I think of it like this: we have a lot of puzzles in our house—truck puzzles, farm puzzles, dinosaur puzzles. And that also means we have a lot of missing puzzle pieces around our house—under the couch, in between the seat cushions, in the refrigerator. And what that means is that our puzzles are almost never complete. They’ve got holes, and gaps and edges missing, which can be mighty frustrating. When it comes to faith, when it comes to our understanding of God we are working with more missing pieces than found pieces. And that too, can be mighty frustrating.

But not knowing everything is not the same thing as not knowing anything. We have some important hints, some clear clues to go on. We have enough pieces to give us an idea about the shape and content of the puzzle we call God. We have the revelation of Jesus Christ, the Holy Scriptures, previous generations of the faithful who have offered their insights into the Almighty for us to benefit from, and we have our own experience. We have some edges, some clear sections that have taken shape—“Oh here’s an area of justice…Ah yes, this big section in the middle is definitely love…and this big portion over here, that looks like mercy.” And even though as we go along we still see only in part, we can sense the outline of things, and the promise of that complete picture out there, even though it hasn’t all quite come together yet. We know in part, we see only in part, but there are things we do know, and we do see.

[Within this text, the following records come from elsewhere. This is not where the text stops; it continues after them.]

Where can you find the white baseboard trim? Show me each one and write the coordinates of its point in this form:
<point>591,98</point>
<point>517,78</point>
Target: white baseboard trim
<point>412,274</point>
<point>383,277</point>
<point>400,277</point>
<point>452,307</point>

It’s important to remember though, that sacrificing surety doesn’t mean sacrificing commitment. We shouldn’t confuse not knowing with not caring. Because there is admittedly a fine balance between recognizing our understanding is only partial, and giving up on ever seeing the whole. Again, Paul is a valuable example for us here. Because Paul’s zeal was not diminished by his maturation in faith, it was emboldened. His commitment to the truths he did know—those unshakeable truths of faith, hope and love—were enough to guide the rest of his life and inspire him to work tirelessly to spread those truths to others even though he knew that his picture was only partial. Because rather than that partial picture being bad news, in Paul’s eyes it was actually good news, because it was a promise of yet more wonderful and glorious things to come. When it comes to the limits of our understanding of God we can lament the gaps, the holes, the pieces which we cannot see, or we can look at what we can see, and say, “Can you just imagine how much more beautiful this picture will be when it’s complete?”

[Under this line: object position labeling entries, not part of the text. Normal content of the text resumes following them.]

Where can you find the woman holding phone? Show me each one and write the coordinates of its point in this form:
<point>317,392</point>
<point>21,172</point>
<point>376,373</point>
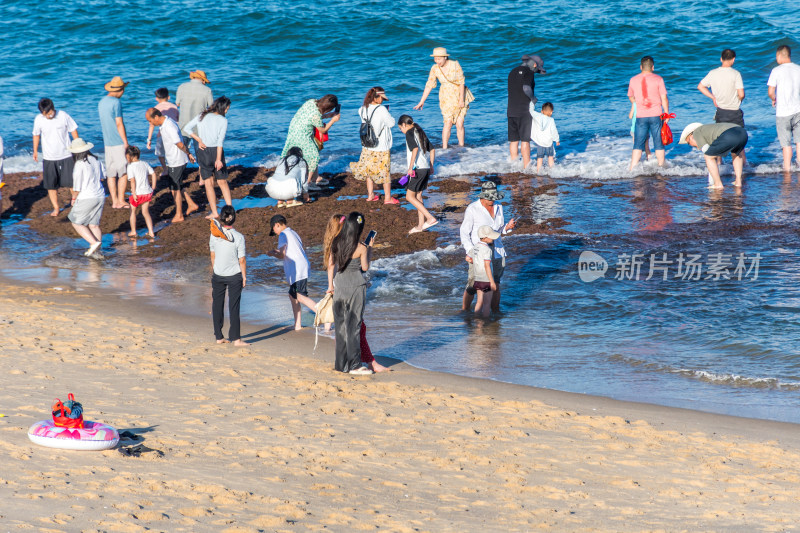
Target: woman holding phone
<point>349,259</point>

Even though when it comes to the great mystery of God we may have more questions than answers, we can still have a Pauline zeal for the answers that we do have, and we can give our lives to them just as fully as he did. Having a “conjunctive faith” does not excuse us from sharing in that same conviction for spreading the good news of God in Christ that propelled Paul across the ancient world, because we believe that when the complete comes, when we know fully, it won’t be a surprise, it will be a fulfillment; a completion of the puzzle, a dusting off of the mirror, a face to face greeting with God, and it will be glorious. Yes, mom, you were right: the more we know, the more we know we don’t know. But if what we don’t know about God is anything like what we do, then it is worth giving our lives to; worth the struggle of living as a paradox: simultaneously humble in our understanding and bold in our witness; and worth proclaiming with passion, that great is the mystery of our faith. Amen.

[1] Fowler, James. Stages of Faith: The Psychology of Human Development and the Quest for Meaning, HarperOne, New York, NY 1981.